FLAG icon indicating copy to clipboard operation
FLAG copied to clipboard

Multi-gpu version

Open mengliu1998 opened this issue 3 years ago • 4 comments

Dear authors,

Thank you for this awesome work. I found the provided examples are very clear. However, I found it non-trivial to implement FLAG to a multi-GPU training for data parallelism using DataParallel from PyG. Do you have any idea to implement FLAG on such a multi-gpu training pipeline.

Thank you.

mengliu1998 avatar Aug 11 '21 22:08 mengliu1998

Hi Meng,

Thanks for your interest in our work and using our code. Yes using FLAG on multi-GPU is definitely interesting and has always been a thing to me. Unfortunately, I haven't tried really implementing one, as the experiments I did on OGB do not require that, but I do think that's a future direction to pursue.
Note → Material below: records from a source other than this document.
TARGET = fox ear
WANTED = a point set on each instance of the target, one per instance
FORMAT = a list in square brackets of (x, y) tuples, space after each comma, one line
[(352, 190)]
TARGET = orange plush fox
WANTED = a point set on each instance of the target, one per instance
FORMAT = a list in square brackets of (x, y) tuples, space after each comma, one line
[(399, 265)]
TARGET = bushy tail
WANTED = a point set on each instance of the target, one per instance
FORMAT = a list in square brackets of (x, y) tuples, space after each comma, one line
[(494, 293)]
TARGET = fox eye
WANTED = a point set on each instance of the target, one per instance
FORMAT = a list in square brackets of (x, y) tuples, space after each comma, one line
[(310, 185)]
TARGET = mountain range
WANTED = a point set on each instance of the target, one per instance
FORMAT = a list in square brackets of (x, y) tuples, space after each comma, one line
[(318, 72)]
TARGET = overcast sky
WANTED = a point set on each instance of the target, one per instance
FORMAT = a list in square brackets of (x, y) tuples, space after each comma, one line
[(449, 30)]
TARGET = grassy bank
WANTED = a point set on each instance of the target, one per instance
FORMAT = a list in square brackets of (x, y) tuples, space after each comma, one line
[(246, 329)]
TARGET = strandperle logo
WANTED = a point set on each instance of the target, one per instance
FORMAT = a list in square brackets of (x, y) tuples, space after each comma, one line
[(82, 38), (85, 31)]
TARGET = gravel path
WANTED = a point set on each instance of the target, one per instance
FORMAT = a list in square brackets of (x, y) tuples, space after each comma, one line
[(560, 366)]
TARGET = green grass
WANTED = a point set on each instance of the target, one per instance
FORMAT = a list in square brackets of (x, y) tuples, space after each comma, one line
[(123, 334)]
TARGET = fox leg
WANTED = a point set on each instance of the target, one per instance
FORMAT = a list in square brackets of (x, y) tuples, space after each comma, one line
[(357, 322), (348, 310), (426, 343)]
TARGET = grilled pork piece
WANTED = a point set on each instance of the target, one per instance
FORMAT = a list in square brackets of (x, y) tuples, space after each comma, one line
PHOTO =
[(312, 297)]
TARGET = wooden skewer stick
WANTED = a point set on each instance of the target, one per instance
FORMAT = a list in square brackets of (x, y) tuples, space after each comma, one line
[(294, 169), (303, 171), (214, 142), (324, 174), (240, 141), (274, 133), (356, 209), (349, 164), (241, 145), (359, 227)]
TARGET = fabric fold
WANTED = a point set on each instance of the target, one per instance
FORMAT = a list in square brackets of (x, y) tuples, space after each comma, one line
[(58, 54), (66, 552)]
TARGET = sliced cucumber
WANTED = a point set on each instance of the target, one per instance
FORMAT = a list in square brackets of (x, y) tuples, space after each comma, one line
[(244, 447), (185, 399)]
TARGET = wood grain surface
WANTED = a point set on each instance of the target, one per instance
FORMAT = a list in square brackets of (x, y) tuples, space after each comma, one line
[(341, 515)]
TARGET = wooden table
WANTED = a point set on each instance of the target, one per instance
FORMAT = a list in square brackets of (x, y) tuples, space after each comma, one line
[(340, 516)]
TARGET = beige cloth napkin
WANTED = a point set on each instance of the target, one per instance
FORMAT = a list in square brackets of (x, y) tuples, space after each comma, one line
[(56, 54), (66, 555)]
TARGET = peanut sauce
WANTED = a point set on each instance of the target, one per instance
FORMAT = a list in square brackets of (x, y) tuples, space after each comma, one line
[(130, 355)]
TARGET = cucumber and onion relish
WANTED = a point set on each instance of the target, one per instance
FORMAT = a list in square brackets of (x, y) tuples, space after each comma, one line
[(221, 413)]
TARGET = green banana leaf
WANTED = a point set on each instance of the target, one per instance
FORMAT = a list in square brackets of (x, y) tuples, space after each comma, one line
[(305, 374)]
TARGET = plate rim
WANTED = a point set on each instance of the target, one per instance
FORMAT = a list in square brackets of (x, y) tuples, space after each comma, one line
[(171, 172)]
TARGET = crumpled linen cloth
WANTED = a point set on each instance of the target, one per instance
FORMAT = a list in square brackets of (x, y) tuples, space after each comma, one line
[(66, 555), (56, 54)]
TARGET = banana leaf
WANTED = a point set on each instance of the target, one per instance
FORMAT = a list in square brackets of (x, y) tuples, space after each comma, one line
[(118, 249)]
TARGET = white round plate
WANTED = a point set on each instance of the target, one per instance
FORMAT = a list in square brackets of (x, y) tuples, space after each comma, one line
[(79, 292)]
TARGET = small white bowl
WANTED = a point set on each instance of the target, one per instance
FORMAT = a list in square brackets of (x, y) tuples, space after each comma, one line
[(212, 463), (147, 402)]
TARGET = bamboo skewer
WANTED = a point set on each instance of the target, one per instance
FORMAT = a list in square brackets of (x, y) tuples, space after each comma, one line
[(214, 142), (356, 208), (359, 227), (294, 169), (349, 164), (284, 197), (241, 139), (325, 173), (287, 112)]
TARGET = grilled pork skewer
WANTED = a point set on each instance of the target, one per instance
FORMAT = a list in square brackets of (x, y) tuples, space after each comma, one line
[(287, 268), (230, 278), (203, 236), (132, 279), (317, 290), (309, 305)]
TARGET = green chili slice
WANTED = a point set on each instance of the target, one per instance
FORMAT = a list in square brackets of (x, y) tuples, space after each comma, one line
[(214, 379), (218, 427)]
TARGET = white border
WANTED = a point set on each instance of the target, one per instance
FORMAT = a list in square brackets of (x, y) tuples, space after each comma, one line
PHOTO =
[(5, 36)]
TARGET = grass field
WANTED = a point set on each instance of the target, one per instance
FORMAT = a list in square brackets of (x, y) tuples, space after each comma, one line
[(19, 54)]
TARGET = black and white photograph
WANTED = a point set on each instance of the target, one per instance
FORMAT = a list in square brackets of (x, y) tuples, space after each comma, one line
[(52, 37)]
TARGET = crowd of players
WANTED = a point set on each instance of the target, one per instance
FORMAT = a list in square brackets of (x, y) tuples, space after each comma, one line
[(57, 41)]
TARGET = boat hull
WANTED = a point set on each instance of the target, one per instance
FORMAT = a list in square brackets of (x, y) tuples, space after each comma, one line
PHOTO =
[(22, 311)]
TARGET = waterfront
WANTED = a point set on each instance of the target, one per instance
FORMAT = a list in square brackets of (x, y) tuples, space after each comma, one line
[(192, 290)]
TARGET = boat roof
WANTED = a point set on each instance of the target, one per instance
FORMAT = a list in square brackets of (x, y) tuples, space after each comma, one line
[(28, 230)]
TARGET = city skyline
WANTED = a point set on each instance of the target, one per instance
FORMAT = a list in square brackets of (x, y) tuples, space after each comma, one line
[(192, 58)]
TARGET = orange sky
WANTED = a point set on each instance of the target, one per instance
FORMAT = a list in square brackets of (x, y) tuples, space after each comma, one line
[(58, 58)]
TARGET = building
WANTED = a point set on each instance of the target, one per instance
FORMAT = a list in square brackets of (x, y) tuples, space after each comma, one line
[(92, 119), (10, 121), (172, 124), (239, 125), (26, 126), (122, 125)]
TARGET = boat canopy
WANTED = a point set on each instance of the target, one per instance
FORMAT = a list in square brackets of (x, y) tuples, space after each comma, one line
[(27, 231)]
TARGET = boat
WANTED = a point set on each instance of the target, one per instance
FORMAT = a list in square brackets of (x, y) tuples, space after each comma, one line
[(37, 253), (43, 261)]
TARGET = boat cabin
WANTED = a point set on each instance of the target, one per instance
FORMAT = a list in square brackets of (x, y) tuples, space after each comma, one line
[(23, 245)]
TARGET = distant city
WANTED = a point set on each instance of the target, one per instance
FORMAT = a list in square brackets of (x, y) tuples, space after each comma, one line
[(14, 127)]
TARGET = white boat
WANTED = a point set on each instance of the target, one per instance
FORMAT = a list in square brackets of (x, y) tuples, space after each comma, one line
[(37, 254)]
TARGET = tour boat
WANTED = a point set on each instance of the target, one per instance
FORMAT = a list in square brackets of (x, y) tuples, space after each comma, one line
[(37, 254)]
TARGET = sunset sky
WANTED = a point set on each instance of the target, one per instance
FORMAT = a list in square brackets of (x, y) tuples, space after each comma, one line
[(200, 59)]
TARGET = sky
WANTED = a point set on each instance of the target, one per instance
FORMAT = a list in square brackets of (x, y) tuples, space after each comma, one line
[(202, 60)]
And it seems that you have got your hands dirty on this problem, do you have any idea to share? Do you know what is blocking us from using the parallel lib provided by PyG?

Thanks!

devnkong avatar Aug 12 '21 17:08 devnkong

Hi @devnkong,

Thank you for your quick response.

The DataParallel from PyG should be used with DataListLoader. In this case, each iteration of the dataloader will return a list of torch_geometric.data.Data, which will be split to multiple GPUs and on each GPU it will be organized as an torch_geometric.data.Batch object.
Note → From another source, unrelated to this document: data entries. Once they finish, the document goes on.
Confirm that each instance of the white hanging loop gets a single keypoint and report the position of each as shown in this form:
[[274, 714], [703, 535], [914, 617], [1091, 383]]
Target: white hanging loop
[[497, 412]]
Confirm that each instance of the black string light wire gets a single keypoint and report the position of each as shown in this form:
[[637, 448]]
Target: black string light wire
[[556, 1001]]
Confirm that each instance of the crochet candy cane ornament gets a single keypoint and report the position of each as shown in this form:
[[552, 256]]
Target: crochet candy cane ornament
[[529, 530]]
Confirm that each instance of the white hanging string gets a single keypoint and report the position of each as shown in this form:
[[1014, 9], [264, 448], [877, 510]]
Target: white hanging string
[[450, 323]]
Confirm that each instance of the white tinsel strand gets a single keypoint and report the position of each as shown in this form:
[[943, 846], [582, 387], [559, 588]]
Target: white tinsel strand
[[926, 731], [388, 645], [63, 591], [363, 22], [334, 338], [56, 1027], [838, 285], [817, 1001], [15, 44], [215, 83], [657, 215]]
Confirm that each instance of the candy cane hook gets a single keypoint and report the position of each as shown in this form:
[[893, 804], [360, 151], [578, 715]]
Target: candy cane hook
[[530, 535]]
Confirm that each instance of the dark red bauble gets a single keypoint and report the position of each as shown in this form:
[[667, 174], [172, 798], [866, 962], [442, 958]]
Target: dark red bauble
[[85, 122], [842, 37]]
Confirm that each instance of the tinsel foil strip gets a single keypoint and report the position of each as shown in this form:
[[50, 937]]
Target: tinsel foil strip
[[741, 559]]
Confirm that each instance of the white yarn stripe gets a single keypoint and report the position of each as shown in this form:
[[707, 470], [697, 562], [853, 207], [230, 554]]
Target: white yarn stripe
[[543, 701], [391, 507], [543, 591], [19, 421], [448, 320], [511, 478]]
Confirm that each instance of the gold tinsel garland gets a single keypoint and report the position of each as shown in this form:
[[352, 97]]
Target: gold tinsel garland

So the update of the perturbation for a batch (on multiple GPUs) seems to be difficult.

mengliu1998 avatar Aug 12 '21 18:08 mengliu1998

I see, my suggestion is that you directly try on the PyG multi-gpu example in the straight-forward manner. For adversarial training on CV and NLP, similar implementation like FLAG works fine on multi-gpu, so I guess it shouldn't be a big issue on graph either? If you have already tried please tell, thx!

devnkong avatar Aug 12 '21 18:08 devnkong

Thanks. I will try it.

mengliu1998 avatar Aug 12 '21 19:08 mengliu1998